The IRA men finished setting up their positions by 8:30, however, after waiting for about an hour, the lorry had failed to arrive. Around this time the roads were beginning to become more crowded, so Flood decided to abandon their current ambush position and find a new one so as to avoid civilian casualties. Flood settled on relocating the unit to a bridge over the River Tolka, 600 yards further up the Drumcondra Road from where they were.

== Discovery and capture ==
The new ambush site was at Clonturk Park, situated close to the bridge on the north side of the river. The IRA men chose to set up their positions in some allotments which had a low wall facing St Patrick's College. However, Sergeant Thomas Singleton, a police officer in the Dublin Metropolitan Police (DMP), during his beat, stumbled upon the volunteers as they were preparing their new ambush positions. Despite being pointed out to him by his unit, Flood chose not to detain Singleton as he was given orders to not "interfere in any way with the uniformed DMP". Singleton is believed to have then notified the British authorities of the IRA's presence. Upon receiving word of this, the Auxiliary Division sent detachments from F and I companies to arrest them.

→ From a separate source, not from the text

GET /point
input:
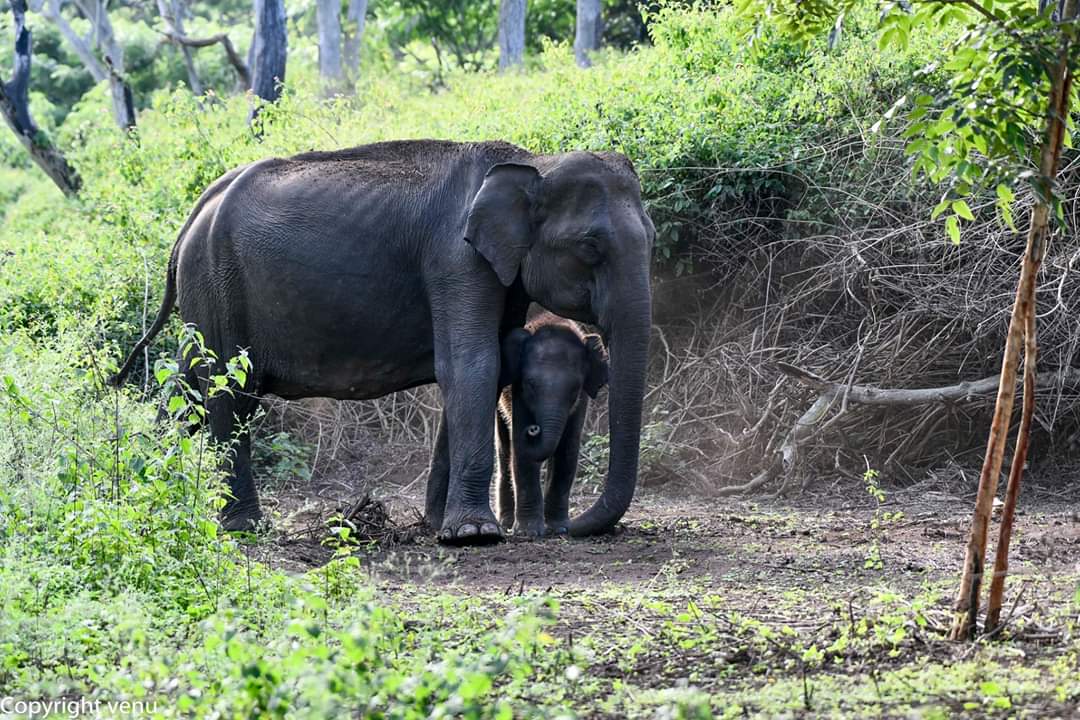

After waiting at their new ambush site for around 15 minutes, the republicans decided to abort the mission has no other British lorries had come down the road. Purportedly, a unit of British soldiers was said to have been heading towards the republicans but were warned of an impeding ambush by a local resident named Robert Pike. Just as the volunteers were about to leave, they spotted a Crossley tender carrying constables from the Royal Irish Constabulary (RIC) heading towards them, at which point they reoccupied their positions. When the RIC lorry had reached the ambush site, the republicans threw a grenade and opened fire at the lorry, forcing it to immediately accelerate and drive away. After crossing the Tolka bridge, the RIC men encountered a column of auxiliaries from F company under the command of William Lorraine King, which consisted of 2 Crossley tenders and an armoured car. The police officers notified King that the IRA were in the area before they proceeded to continue on their journey.

Upon seeing King's detachment as well as another British column coming down the Drumcondra Road, the republicans immediately split up and withdrew from the scene. Volunteers Michael Magee and Seán Burke, made their escape by running through Clonturk Park, but Magee was struck by gunfire from the Auxiliaries, severely wounding him. Burke, on the other hand, managed to seek refuge in a house of an elderly man. With the help of a servant girl, Burke was able to convince a search party of Auxiliaries, who had arrived at the premises in search of him, that he was the old man's son. Mick Dunne, another volunteer, also managed to escape.

Flood, Bernard Ryan, Thomas Bryan, Dermot O'Sullivan and Patrick Doyle, began making their way to Ballybough along Richmond Road. After spotting the Auxiliary detachment from I Company heading their way, the 5 men attempted to escape by entering one of the houses and exiting through the back door. Flood tried to force the door open by shooting the lock with his revolver but failed. The Auxiliaries then pulled up at the premises and the five men were arrested.

== Aftermath ==
Magee was taken to King George V Hospital for treatment, but due to the severity of his wounds he died the following day. Before his death, he confessed that he was a part of Dublin Brigade's A company and revealed the names and addresses of four other members.

The five captured IRA men were charged with treason, with four of them receiving the death sentence. O'Sullivan's sentence was reduced to life imprisonment on account of being 17-years-old. He would spend the remainder of the war in Portland Prison before being released in August. The IRA did conceive a plan for a rescue attempt, but it never came to fruition.

Flood, Bryan, Doyle and Ryan along with volunteers Thomas Whelan and Patrick Moran were hanged at Mountjoy Prison on 14 March.